In summary, this study developed robust models for higher diagnostic precision in psychiatric disorders. Future efforts will be directed towards multi-omic integration and developing “explainable” diagnostic models.

Graphical Abstract

Abbreviations

ANOVA, Analysis of Variance; AUROC, Area under the Receiver Operating Characteristic curve; CNT, Healthy controls; CPM, Counts per Million; DEG, Differentially Expressed Genes; DGEA, Differential Gene Expression Analysis; DSM-5, Diagnostic and Statistical Manual of Mental Disorders, 5th Edition; GEO, Gene Expression Omnibus; HISAT2, Hierarchical Indexing for Spliced Alignment of Transcripts limma, linear models for microarray data; MCC, Maximal Clique Centrality; ML, Machine learning; PAM, Prediction Analysis of Microarrays; PANSS, Positive And Negative Syndrome Scale; PAST, PAleontological STatistics; PBMCs, Peripheral blood mononuclear cells; PPI, Protein-Protein Interaction; RC, Raw Counts; SCID-5-RV: Structured Clinical Interview for the DSM-5 Research Version; SCZ, Schizophrenia; SD, Standard Deviation; STRING: Search Tool for the Retrieval of Interacting Genes/proteins; SVM, Support Vector Machine; TPM, Transcripts per Million.

Data Sharing Statement

The datasets generated for this study can be found in INDA-CA, INCARP000275.

The R scripts used for the analysis are available on GitHub. (https://github.com/macdlab/2023_VW_SCZ_Ensemble).
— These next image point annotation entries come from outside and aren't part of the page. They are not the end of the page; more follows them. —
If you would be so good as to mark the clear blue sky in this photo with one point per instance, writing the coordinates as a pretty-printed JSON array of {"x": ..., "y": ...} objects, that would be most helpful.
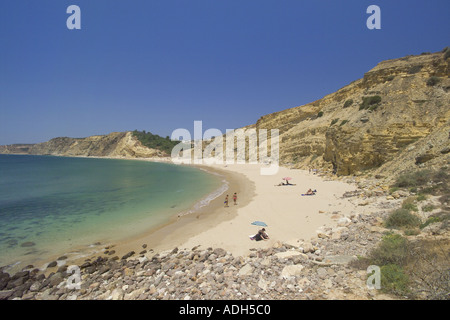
[{"x": 158, "y": 65}]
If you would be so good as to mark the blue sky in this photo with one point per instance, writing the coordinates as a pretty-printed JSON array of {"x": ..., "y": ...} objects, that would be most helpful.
[{"x": 158, "y": 65}]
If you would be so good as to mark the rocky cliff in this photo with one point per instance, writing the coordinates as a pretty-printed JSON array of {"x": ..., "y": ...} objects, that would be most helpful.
[
  {"x": 398, "y": 115},
  {"x": 116, "y": 144}
]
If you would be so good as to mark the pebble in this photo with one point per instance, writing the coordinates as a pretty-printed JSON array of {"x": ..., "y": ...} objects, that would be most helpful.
[{"x": 315, "y": 269}]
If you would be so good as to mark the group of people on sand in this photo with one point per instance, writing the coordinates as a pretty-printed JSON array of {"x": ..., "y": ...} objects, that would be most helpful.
[
  {"x": 234, "y": 199},
  {"x": 310, "y": 192},
  {"x": 261, "y": 235}
]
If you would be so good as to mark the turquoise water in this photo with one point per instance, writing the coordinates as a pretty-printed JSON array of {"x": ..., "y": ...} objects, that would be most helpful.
[{"x": 51, "y": 204}]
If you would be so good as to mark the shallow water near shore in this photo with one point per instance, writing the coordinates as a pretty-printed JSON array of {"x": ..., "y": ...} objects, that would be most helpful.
[{"x": 49, "y": 205}]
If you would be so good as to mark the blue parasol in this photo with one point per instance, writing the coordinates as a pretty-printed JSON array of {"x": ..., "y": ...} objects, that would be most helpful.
[{"x": 259, "y": 223}]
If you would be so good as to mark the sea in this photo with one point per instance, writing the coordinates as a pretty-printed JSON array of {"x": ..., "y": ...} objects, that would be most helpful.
[{"x": 51, "y": 205}]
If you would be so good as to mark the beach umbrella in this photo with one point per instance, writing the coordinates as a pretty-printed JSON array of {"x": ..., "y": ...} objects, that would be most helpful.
[{"x": 259, "y": 223}]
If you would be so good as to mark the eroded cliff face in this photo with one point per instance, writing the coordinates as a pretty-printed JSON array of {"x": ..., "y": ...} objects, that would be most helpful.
[
  {"x": 372, "y": 121},
  {"x": 116, "y": 144}
]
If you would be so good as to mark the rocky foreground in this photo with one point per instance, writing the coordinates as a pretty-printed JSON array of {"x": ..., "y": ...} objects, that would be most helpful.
[{"x": 317, "y": 269}]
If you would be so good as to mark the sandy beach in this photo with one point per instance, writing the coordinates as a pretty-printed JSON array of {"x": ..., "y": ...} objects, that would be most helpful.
[{"x": 289, "y": 216}]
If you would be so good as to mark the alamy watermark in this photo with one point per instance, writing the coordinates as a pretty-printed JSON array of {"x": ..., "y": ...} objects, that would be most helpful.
[{"x": 235, "y": 146}]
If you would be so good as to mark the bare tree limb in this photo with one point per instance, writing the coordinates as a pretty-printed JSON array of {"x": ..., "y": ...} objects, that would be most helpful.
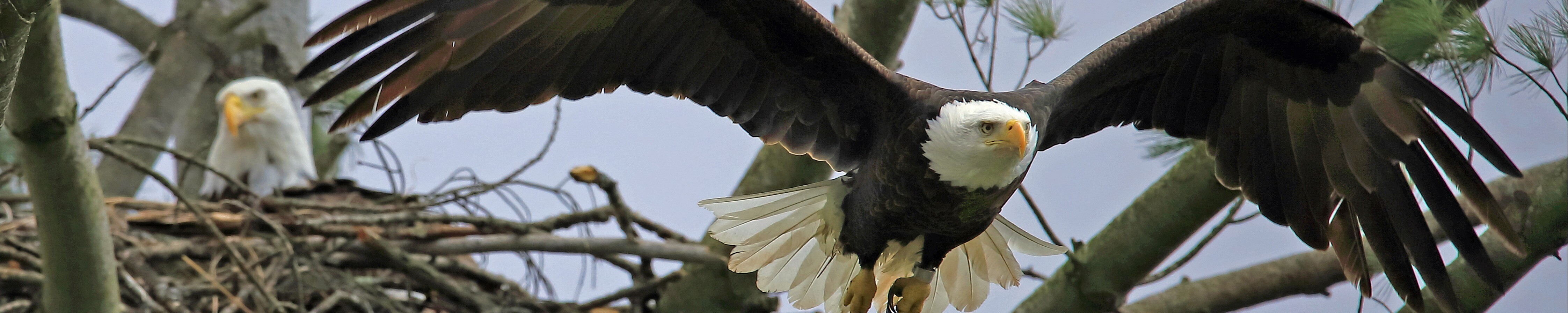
[
  {"x": 1312, "y": 273},
  {"x": 1230, "y": 218},
  {"x": 1158, "y": 223},
  {"x": 118, "y": 18},
  {"x": 74, "y": 235},
  {"x": 633, "y": 292}
]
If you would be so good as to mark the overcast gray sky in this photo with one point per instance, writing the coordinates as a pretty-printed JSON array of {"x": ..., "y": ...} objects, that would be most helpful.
[{"x": 669, "y": 154}]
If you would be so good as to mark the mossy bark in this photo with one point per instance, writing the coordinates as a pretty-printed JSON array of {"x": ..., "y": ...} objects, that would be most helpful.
[{"x": 79, "y": 262}]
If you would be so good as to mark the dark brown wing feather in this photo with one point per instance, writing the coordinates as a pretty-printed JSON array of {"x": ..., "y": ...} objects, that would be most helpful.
[
  {"x": 777, "y": 68},
  {"x": 1307, "y": 120}
]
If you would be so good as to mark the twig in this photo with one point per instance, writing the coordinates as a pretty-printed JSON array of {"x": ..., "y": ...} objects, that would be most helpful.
[
  {"x": 109, "y": 90},
  {"x": 330, "y": 303},
  {"x": 214, "y": 281},
  {"x": 425, "y": 275},
  {"x": 1230, "y": 218},
  {"x": 16, "y": 306},
  {"x": 1038, "y": 217},
  {"x": 562, "y": 221},
  {"x": 142, "y": 293},
  {"x": 618, "y": 262},
  {"x": 247, "y": 270},
  {"x": 551, "y": 243},
  {"x": 182, "y": 157},
  {"x": 457, "y": 193},
  {"x": 589, "y": 174},
  {"x": 664, "y": 232},
  {"x": 633, "y": 292}
]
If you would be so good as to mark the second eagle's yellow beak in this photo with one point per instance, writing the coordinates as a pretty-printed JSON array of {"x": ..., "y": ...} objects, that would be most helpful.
[
  {"x": 1017, "y": 137},
  {"x": 236, "y": 112}
]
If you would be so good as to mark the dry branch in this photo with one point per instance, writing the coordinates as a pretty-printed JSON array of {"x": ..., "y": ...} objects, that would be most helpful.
[
  {"x": 1312, "y": 273},
  {"x": 553, "y": 243},
  {"x": 425, "y": 275}
]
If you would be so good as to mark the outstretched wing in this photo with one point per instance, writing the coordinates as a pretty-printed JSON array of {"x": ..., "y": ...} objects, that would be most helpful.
[
  {"x": 777, "y": 68},
  {"x": 1305, "y": 118}
]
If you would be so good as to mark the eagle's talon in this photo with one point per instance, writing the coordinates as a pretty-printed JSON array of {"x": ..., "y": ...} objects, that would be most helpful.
[
  {"x": 912, "y": 293},
  {"x": 858, "y": 298}
]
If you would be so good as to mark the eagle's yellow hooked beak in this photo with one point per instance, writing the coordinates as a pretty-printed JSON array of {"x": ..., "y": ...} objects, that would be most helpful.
[
  {"x": 236, "y": 113},
  {"x": 1017, "y": 137}
]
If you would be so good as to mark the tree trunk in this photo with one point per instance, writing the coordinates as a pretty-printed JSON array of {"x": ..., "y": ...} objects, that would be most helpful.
[
  {"x": 877, "y": 26},
  {"x": 15, "y": 27},
  {"x": 79, "y": 263},
  {"x": 178, "y": 76}
]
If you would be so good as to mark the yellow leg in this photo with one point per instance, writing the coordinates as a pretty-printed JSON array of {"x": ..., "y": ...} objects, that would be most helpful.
[
  {"x": 913, "y": 293},
  {"x": 858, "y": 298}
]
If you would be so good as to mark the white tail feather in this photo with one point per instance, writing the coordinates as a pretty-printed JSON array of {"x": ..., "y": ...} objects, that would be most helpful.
[
  {"x": 791, "y": 238},
  {"x": 1023, "y": 241},
  {"x": 968, "y": 271}
]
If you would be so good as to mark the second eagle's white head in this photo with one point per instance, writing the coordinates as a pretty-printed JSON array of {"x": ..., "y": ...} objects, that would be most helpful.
[{"x": 980, "y": 143}]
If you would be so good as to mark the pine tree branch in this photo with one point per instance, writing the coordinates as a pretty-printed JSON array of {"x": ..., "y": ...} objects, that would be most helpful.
[{"x": 79, "y": 262}]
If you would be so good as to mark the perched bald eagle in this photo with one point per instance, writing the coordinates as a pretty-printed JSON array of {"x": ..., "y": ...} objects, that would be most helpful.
[
  {"x": 259, "y": 141},
  {"x": 1310, "y": 121}
]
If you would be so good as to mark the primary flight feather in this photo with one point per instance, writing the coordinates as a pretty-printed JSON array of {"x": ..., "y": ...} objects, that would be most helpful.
[{"x": 1304, "y": 117}]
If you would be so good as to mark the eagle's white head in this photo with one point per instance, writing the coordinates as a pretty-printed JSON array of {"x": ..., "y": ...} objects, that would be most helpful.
[
  {"x": 261, "y": 140},
  {"x": 255, "y": 101},
  {"x": 980, "y": 143}
]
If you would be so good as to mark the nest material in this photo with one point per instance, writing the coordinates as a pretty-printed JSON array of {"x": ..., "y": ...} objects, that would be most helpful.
[{"x": 330, "y": 248}]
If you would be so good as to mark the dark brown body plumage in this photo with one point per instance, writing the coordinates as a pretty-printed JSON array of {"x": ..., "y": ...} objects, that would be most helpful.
[{"x": 1300, "y": 113}]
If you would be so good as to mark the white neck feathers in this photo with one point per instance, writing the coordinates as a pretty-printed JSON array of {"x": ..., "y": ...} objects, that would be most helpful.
[{"x": 959, "y": 151}]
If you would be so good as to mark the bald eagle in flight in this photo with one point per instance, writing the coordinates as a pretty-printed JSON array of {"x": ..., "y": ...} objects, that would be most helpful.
[
  {"x": 1308, "y": 120},
  {"x": 259, "y": 141}
]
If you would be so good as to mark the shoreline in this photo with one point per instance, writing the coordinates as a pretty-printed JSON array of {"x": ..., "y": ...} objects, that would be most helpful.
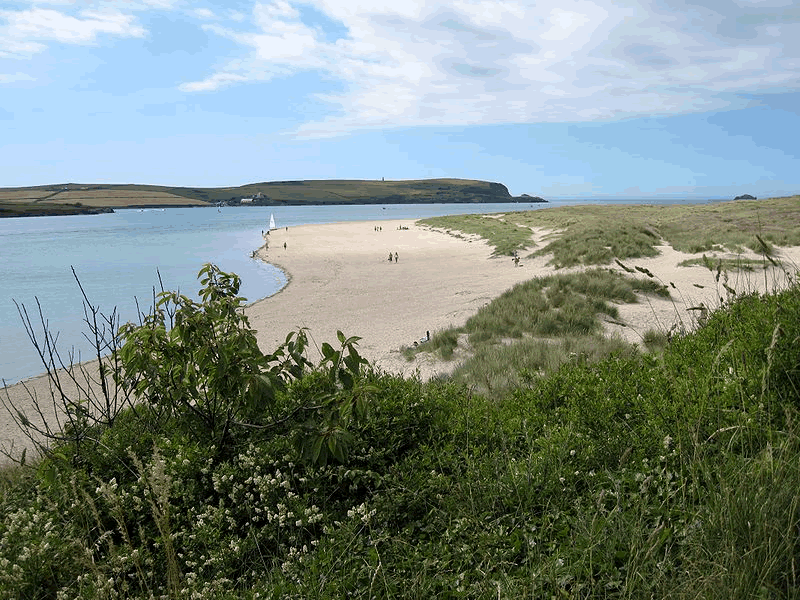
[{"x": 339, "y": 278}]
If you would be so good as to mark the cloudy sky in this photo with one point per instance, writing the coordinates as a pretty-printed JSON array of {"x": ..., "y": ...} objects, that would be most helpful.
[{"x": 558, "y": 98}]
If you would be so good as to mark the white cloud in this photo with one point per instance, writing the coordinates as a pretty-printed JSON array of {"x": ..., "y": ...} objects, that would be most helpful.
[
  {"x": 466, "y": 62},
  {"x": 12, "y": 77},
  {"x": 26, "y": 32},
  {"x": 204, "y": 13}
]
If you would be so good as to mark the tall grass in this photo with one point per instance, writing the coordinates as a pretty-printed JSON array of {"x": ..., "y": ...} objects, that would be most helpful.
[
  {"x": 635, "y": 476},
  {"x": 595, "y": 234},
  {"x": 538, "y": 325}
]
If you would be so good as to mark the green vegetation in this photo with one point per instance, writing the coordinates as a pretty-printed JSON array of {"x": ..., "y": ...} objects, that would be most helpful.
[
  {"x": 726, "y": 264},
  {"x": 537, "y": 326},
  {"x": 29, "y": 209},
  {"x": 244, "y": 475},
  {"x": 504, "y": 236},
  {"x": 595, "y": 235},
  {"x": 274, "y": 193}
]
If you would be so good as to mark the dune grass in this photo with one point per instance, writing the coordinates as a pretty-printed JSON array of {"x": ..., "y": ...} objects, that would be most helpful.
[
  {"x": 505, "y": 236},
  {"x": 538, "y": 325},
  {"x": 596, "y": 235},
  {"x": 636, "y": 476},
  {"x": 728, "y": 264}
]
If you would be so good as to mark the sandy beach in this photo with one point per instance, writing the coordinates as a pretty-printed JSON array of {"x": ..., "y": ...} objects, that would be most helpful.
[{"x": 340, "y": 278}]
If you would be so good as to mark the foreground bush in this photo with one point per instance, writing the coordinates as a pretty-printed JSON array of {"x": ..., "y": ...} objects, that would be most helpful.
[{"x": 637, "y": 476}]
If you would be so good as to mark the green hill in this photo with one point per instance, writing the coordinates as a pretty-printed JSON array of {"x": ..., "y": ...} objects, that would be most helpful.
[{"x": 83, "y": 198}]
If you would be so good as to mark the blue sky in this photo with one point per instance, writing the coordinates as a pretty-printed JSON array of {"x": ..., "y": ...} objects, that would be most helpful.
[{"x": 558, "y": 98}]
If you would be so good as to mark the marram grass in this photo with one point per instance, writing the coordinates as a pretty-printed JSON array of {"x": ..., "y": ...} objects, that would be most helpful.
[{"x": 636, "y": 476}]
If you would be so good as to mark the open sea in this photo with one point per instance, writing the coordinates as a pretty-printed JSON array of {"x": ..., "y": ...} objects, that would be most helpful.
[{"x": 118, "y": 257}]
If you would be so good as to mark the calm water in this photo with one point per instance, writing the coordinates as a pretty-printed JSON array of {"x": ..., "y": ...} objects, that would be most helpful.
[{"x": 116, "y": 257}]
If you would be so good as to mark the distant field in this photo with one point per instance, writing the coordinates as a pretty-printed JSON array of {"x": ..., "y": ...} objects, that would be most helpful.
[
  {"x": 274, "y": 193},
  {"x": 116, "y": 198},
  {"x": 25, "y": 195},
  {"x": 597, "y": 234}
]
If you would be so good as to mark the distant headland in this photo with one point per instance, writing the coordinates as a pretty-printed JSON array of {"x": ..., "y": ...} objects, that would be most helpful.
[{"x": 74, "y": 198}]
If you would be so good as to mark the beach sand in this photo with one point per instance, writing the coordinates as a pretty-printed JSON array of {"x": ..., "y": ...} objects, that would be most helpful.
[{"x": 340, "y": 278}]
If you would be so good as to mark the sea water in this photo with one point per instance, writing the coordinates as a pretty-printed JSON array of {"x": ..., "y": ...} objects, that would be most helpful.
[{"x": 119, "y": 257}]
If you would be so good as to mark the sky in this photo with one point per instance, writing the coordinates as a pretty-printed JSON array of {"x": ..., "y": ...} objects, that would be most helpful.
[{"x": 555, "y": 98}]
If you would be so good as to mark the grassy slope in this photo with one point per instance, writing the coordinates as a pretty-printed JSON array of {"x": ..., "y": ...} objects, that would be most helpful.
[
  {"x": 633, "y": 477},
  {"x": 625, "y": 476},
  {"x": 595, "y": 234},
  {"x": 278, "y": 193}
]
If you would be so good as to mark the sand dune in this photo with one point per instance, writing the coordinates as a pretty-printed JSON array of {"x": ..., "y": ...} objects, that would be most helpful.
[{"x": 340, "y": 278}]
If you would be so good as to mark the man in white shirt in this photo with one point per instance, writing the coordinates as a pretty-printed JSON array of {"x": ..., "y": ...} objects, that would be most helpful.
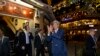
[{"x": 25, "y": 42}]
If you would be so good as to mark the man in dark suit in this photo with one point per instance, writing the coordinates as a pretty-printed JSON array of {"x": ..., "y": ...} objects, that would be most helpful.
[
  {"x": 56, "y": 37},
  {"x": 91, "y": 43},
  {"x": 39, "y": 43},
  {"x": 4, "y": 45},
  {"x": 25, "y": 38}
]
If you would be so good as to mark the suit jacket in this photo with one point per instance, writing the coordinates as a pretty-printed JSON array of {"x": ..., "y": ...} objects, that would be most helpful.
[
  {"x": 38, "y": 43},
  {"x": 5, "y": 47},
  {"x": 58, "y": 47},
  {"x": 90, "y": 43},
  {"x": 22, "y": 39}
]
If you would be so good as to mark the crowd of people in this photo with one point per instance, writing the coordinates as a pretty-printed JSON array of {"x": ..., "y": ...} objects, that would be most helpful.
[{"x": 52, "y": 42}]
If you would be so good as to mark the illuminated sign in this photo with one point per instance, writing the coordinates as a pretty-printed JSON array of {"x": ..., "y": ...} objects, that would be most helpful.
[{"x": 17, "y": 10}]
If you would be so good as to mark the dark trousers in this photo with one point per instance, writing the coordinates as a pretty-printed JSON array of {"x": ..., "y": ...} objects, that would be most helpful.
[
  {"x": 40, "y": 51},
  {"x": 28, "y": 49}
]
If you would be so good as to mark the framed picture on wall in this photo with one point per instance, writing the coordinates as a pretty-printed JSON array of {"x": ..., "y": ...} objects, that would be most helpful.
[{"x": 37, "y": 25}]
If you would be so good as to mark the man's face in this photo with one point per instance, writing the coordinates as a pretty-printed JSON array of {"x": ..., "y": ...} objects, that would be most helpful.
[
  {"x": 55, "y": 26},
  {"x": 1, "y": 33}
]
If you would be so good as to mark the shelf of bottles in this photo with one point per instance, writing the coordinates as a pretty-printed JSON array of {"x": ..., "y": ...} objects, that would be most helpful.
[{"x": 80, "y": 28}]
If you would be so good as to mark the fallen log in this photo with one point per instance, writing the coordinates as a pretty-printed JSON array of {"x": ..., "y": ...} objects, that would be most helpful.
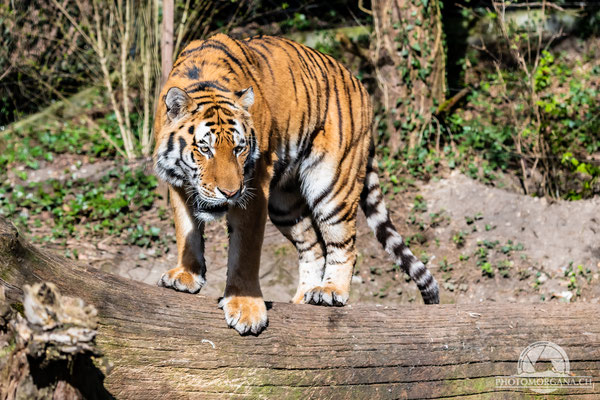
[{"x": 164, "y": 344}]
Compliance with Ethical Standards

Two independent ethical committees approved the study protocol: the KEM Hospital Research Centre Ethics Committee (KEMHRC ID No. 2001) and Symbiosis International (Deemed University) Independent Ethics Committee (SIU/IEC/99). Written informed consent was obtained from all participants. For participants with schizophrenia, written informed consent was supported by written informed consent of a spouse or a first-degree relative aged 18 and above. Parents, siblings, and children were considered first-degree relatives. Clinical interviews were administered by a trained psychiatrist and a psychologist in private. The diagnosis was confirmed by a senior psychiatrist. The identity of the participants was protected by using a unique identification number. The data collected in the study are securely stored with restricted access. Any data sharing with other researchers will prioritize participant confidentiality, ensuring identities remain undisclosed. All the participants were compensated for their travel and time.

Acknowledgments

We sincerely thank all the participants, their parents, relatives, and caretakers for their time and generous participation in making this project possible. We thank Deepa Raut, phlebotomist KEMHRC for her valuable contribution to the blood collection process. We would also like to thank Paul Tooney (Associate professor, New Castle University, Australia) for sharing data on request. VVW thanks UGC, New Delhi for the research fellowship.

Author Contributions

All authors made a significant contribution to the work reported, whether that is in the conception, study design, execution, acquisition of data, analysis and interpretation, or in all these areas; took part in drafting, revising or critically reviewing the article; gave final approval of the version to be published; have agreed on the journal to which the article has been submitted; and agree to be accountable for all aspects of the work.

Disclosure

The authors state that there is no conflict of interest.

Additional information

Funding

The study was funded by an intramural research grant (MjRP/19-20/1516) from Symbiosis Centre for Research & Innovation (SCRI), SIU, Pune, India.